Tıpkı bu yılki kış gibi ekonomi de oldukça sert geçti ve geçmeye de devam ediyor. Nasıl ki mevsimlerden baharı bir türlü hissedemiyorsak, ekonomide de bahar havası görünmüyor. Ekonomi ve mevsimde sert rüzgarlar eserken, yazıya da sert bir giriş yapmış oldum. İşin latifesi bir yana, piyasalarda bahar havasına ihtiyaç var. Ramazan ayının sonuna doğru yaklaşırken, vatandaşı, esnafı, ticaretçisi, iş insanı herkes önünü görmek istiyor. Domatesin, patlıcanın 20-25 lira, patatesin 7-8 lira olduğu pazarlardan, şekerin 20 liraya yaklaştığı, bir kilo ayçiçek yağının 45 lira olduğu marketlere kadar her yerde vatandaş, kışı yaşıyor. Sokakta, çarşıda, pazarda tek konuşulan konu, gıda fiyatlarındaki artış. Özellikle yaş sebze-meyve fiyatında yaşanan artış vatandaşın birinci gündem maddesi. Marul, ekonomi konuşmalarının simgesi haline geldi. Neler konuşuluyor sokakta? Mesela üreticiden 4 liraya çıkan bir ürünün, ara maliyetlerle birlikte market ve pazarda en fazla 8-9 lira olması gerekirken, 18 lira olduğu anlatılıyor.
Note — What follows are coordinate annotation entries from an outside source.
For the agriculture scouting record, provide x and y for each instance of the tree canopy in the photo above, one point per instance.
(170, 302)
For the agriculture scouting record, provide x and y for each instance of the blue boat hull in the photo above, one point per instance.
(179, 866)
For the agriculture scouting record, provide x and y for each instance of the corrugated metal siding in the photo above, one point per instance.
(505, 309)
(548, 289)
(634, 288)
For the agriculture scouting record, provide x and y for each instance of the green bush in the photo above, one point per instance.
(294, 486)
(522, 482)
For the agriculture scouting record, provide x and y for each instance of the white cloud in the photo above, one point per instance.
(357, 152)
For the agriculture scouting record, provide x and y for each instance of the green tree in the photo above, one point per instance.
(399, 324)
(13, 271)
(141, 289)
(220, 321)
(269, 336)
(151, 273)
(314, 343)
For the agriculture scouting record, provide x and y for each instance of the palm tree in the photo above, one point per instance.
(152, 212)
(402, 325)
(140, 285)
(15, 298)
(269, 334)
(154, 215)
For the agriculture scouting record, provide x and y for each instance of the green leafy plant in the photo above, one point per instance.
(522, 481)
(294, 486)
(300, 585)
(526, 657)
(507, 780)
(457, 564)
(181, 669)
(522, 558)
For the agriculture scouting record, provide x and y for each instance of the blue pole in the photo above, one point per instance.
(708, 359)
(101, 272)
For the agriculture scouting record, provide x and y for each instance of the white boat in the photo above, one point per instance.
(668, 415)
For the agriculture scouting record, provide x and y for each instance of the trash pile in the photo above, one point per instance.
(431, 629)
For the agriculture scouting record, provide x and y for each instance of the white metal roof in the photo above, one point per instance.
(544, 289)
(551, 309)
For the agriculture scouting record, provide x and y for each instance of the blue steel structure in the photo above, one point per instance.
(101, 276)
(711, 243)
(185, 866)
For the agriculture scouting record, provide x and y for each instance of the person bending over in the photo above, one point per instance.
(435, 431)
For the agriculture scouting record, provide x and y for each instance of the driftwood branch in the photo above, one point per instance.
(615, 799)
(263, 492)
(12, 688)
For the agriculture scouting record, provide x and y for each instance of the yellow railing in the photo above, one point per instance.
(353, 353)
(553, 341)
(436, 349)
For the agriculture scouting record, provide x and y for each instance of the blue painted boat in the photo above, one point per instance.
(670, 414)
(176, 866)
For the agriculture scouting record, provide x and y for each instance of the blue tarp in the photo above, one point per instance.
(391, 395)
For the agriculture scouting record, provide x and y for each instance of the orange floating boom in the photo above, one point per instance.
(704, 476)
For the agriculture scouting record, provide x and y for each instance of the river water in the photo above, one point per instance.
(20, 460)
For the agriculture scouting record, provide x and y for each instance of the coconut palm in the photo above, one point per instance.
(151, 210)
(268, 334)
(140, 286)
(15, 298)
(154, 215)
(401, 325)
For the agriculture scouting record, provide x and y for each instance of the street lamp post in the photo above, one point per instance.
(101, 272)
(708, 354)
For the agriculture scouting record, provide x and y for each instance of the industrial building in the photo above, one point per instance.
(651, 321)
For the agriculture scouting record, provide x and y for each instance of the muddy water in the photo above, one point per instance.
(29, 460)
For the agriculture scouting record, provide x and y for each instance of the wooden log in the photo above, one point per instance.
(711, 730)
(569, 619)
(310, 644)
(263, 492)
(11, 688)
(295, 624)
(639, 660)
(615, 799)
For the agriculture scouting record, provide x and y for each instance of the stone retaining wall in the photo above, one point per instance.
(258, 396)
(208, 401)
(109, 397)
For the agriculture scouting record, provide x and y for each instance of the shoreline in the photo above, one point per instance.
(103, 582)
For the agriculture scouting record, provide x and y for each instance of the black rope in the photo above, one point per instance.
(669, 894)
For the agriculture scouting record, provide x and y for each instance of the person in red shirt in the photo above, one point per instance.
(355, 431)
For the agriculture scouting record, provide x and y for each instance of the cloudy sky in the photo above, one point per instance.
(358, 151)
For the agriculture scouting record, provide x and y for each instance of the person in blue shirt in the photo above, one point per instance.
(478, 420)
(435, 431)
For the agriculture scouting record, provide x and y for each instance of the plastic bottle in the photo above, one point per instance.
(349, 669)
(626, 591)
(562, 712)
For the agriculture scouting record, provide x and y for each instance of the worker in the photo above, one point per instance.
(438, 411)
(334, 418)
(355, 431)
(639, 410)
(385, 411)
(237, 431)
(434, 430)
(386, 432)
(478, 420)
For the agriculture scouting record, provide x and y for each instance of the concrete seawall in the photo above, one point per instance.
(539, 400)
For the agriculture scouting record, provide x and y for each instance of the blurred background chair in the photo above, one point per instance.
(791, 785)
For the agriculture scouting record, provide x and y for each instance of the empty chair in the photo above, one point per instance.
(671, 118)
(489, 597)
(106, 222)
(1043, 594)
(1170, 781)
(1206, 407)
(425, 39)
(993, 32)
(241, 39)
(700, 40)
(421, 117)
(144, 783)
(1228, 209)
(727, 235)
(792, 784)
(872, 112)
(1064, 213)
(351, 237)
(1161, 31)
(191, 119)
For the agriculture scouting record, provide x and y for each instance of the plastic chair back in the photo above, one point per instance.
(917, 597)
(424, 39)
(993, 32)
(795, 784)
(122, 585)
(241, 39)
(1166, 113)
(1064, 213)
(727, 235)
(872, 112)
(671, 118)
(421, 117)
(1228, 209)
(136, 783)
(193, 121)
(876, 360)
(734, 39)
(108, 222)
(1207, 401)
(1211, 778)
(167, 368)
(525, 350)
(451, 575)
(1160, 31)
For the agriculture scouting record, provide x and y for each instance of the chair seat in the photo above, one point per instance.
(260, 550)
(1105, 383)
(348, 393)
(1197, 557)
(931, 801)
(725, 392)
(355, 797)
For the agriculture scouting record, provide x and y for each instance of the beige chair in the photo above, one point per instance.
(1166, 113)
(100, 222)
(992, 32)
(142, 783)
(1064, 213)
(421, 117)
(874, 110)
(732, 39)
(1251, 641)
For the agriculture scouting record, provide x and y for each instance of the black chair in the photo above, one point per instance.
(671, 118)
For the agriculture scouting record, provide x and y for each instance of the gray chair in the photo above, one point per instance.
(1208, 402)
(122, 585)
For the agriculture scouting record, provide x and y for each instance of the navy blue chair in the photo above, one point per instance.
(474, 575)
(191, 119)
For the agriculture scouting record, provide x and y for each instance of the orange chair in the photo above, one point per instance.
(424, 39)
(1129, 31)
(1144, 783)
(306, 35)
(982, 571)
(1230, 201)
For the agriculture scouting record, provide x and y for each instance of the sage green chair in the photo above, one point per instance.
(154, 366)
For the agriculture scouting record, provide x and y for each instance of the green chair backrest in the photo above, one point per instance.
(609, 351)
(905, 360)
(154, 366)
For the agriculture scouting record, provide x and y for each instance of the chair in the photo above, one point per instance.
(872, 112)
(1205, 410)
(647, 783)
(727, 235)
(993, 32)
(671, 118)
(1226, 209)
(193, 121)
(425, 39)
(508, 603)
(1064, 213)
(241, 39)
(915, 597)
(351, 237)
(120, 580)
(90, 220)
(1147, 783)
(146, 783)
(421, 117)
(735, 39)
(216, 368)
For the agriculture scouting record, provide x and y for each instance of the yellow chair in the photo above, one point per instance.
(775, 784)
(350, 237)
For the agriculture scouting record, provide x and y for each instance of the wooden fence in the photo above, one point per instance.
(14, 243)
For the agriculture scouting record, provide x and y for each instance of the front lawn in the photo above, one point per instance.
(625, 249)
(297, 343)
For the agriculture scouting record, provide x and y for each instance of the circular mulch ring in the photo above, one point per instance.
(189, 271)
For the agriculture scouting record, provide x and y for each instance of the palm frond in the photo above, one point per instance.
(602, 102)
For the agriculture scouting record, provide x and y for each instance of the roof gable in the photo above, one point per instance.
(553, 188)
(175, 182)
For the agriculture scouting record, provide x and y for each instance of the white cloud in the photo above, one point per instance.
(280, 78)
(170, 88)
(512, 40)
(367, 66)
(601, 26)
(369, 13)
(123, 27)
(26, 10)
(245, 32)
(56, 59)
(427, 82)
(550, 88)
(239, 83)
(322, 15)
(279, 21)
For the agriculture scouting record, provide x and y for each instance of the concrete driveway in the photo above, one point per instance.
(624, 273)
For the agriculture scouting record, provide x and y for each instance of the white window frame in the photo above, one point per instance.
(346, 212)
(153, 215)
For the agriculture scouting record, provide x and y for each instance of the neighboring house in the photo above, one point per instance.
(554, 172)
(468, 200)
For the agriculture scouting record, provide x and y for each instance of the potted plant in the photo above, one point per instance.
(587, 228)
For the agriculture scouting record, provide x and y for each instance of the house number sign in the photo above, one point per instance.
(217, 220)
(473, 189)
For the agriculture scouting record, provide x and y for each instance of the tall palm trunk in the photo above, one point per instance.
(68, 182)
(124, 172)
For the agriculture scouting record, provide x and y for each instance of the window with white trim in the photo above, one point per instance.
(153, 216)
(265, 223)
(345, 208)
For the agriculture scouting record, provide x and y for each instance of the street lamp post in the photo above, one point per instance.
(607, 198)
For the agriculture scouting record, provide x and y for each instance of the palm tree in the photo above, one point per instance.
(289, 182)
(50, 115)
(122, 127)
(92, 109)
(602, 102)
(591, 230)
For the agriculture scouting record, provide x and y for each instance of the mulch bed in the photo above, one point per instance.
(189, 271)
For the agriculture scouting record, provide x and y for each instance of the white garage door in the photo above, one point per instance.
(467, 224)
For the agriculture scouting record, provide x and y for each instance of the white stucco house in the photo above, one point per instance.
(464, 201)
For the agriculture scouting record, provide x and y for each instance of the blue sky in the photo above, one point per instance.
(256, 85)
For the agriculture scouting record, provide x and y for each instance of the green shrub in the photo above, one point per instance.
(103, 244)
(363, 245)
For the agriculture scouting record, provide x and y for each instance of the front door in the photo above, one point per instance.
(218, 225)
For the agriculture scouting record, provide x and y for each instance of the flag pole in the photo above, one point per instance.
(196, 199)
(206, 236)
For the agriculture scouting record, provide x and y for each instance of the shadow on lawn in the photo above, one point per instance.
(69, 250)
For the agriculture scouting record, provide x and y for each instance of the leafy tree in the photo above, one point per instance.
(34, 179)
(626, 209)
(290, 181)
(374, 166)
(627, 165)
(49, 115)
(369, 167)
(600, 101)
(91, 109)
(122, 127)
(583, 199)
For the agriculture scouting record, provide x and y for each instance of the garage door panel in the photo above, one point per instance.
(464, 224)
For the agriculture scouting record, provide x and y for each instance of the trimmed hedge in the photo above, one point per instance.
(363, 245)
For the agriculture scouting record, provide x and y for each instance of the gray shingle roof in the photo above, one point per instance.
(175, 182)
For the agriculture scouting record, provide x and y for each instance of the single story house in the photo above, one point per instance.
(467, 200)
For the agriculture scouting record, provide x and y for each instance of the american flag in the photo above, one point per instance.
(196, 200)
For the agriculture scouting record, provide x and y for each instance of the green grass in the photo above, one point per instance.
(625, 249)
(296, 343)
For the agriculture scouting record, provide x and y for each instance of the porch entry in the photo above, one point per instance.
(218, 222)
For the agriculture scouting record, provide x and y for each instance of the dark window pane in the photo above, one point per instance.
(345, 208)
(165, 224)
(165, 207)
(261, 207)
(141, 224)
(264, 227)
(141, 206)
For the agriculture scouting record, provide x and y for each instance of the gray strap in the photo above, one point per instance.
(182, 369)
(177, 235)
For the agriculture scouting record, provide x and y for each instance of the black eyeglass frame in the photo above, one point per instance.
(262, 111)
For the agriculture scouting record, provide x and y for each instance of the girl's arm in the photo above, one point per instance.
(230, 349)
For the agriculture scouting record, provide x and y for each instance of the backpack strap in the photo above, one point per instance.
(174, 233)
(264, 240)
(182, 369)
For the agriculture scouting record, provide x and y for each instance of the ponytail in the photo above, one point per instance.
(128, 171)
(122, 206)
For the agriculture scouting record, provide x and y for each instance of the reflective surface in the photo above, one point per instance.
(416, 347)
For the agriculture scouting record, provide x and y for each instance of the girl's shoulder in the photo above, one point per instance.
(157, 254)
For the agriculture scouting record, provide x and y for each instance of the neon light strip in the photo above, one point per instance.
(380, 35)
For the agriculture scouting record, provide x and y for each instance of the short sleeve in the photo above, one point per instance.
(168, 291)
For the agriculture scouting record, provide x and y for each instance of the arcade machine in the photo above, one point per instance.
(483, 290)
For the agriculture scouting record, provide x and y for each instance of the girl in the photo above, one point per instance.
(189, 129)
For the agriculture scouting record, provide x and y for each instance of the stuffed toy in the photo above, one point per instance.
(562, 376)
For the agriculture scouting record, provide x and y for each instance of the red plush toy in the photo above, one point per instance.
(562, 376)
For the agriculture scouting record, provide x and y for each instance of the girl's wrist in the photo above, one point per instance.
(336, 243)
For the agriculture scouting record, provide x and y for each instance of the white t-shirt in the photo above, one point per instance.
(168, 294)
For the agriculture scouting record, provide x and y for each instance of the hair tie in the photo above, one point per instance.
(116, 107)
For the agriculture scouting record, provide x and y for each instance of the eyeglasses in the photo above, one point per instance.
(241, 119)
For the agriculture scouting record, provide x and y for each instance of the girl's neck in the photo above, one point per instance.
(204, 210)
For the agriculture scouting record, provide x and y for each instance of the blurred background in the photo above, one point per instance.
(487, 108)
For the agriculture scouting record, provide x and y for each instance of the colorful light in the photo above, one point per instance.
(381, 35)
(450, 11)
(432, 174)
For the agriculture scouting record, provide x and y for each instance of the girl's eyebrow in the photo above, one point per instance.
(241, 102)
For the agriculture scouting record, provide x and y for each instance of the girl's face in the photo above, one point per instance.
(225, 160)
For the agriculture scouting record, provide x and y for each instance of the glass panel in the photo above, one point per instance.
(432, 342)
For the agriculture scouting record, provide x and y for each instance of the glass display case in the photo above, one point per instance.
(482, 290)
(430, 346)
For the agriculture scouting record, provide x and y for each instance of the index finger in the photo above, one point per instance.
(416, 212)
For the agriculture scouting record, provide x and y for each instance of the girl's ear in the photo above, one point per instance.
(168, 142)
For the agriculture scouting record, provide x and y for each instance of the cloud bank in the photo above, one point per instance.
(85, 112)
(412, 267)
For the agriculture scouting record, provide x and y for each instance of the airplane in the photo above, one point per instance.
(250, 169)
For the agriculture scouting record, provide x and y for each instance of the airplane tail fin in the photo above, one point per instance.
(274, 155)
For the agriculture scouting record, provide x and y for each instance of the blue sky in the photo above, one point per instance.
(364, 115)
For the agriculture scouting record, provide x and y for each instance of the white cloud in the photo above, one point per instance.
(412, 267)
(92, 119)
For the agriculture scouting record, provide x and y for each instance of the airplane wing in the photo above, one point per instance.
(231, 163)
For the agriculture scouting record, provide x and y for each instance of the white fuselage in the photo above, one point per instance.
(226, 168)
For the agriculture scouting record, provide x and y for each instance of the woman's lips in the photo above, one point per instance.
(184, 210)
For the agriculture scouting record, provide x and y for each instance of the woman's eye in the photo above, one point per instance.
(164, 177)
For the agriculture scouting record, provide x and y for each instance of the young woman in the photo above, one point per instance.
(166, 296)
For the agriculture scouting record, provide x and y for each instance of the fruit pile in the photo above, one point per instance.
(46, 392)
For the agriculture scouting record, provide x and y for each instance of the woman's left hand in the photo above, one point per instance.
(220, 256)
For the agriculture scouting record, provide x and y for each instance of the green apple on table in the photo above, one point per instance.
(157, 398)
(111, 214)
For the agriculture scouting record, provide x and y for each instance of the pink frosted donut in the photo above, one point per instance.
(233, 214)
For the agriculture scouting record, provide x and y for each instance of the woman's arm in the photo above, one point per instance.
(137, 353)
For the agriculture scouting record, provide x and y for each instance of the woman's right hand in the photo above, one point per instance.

Yine marul örneği birinci sırada. Yaşanan bu fiyat farklarının önüne geçilebilmesi için Hal Yasası’nın bir an önce gündeme alınması ve çıkarılması gerektiği aşikar.

Aslına bakarsanız, Türkiye’de ve Samsun'da trajikomik bir durum yaşıyoruz.

Nasıl olur da iki yanı koca koca ovalarla çevrili bir şehirde marul 15-18 lira olur? Nasıl olur da "tarım ülkesi" olarak lanse ettiğimiz bir ülkede domates 25 lira olabilir? Bunun izahı yok. "Gülme komşuna gelir başına" sözü tam da bugün yaşadığımızı anlatıyor gibi. Avrupa ülkelerinde "meyve sebzeleri tane işi alıyorlar" diye bıyık altından güldüğümüz günler geliyor insanın aklına. Şimdi bizde de tane işi domates, çeyrek karpuz görmek mümkün raflarda. Vatandaş manav, market ve pazar alışverişini yapamaz hale geldi.

Yanlış giden bir şeyler var. Neden bir marul 15 lira? Tarım toprakları bol olan bir şehirde marulu da mı dolarla ithal ediyoruz? Marul Ukrayna'dan, Rusya'dan geliyor da bizim mi haberimiz yok? Yukarıda da bahsettiğim gibi Hal Yasası'nın bir an önce çıkması ve bu fahiş fiyat oyunlarına önlem alınması gerekiyor. Bunu yapacak olan da hükümettir. Vatandaş 5 liralık ürünü 15 liraya almak zorunda bırakılmamalıdır. Aynı şey sayıları 10 binlere olaşan zincir marketler için de geçerli. Piyasayı elinde tutan zincir marketler adeta at oynatmaktadır. Piyasayı istedikleri gibi kontrol etmektedir. Hayat pahalılığının önüne geçmek, vatandaşın alım gücünü ve refahını yükseltmek iktidarların görevidir. Hazır bahar mevsimi gelmişken, vatandaş da evinde, ocağında baharı yaşamalıdır.